I am not a conspiracy whack job, and you don't
need to one hundred percent buy into everything you watch.
But this chaos documentary on Netflix is even more worth
your time than a trip to buy a horse paste
for your COVID MO. So it was compelling. It makes
(08:54):
a compelling argument. Is that fair to say? Very absorbing?
And O'Neil himself admitst some things where he doesn't have
conclusive evidence. I think the thing raises more questions than
it answers. But it's interesting stuff and it's not just
it's not like that UFO show with the guy with
the wild hair. What is that Ancient Aliens? Yes, ancient
(09:15):
alien I mean some of that stuff can be fun,
but I think this is serious and it's extraordinarily well crafted,
well put together.
Speaker 3 (09:23):
In fact, I'm going to take you up on that,
and I'm going to watch it this weekend on a
strength of your review and recommendation.
Speaker 4 (09:31):
You got to tell me what you think of it.
I'm really curious to see people's reactions. It doesn't have raves.
The last time I looked on Rotten Tomatoes, it was
somewhere down around to sixty five, and I just don't
understand that.
Speaker 3 (09:42):
Possibly because you and I are old enough to kind
of remember the evolution of the whole Manson saga.
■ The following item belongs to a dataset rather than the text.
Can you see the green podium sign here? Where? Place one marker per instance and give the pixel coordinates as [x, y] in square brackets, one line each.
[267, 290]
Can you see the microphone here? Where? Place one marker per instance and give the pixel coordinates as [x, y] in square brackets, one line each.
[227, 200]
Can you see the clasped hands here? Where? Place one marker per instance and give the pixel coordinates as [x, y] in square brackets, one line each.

Even
though it happened right around when we were born, Manson
was still a resonant figure in popular culture for a
long time after that.
Speaker 4 (09:57):
It was a major pop culture touch stone, and so
was Helter Skelter Yes, and the Beatles album that Manson
got that from. He was a huge Beatles fan. The
whole thing is really interesting, and one of the people was,
I believe Doris Day's sun interesting rabbit hole to go down.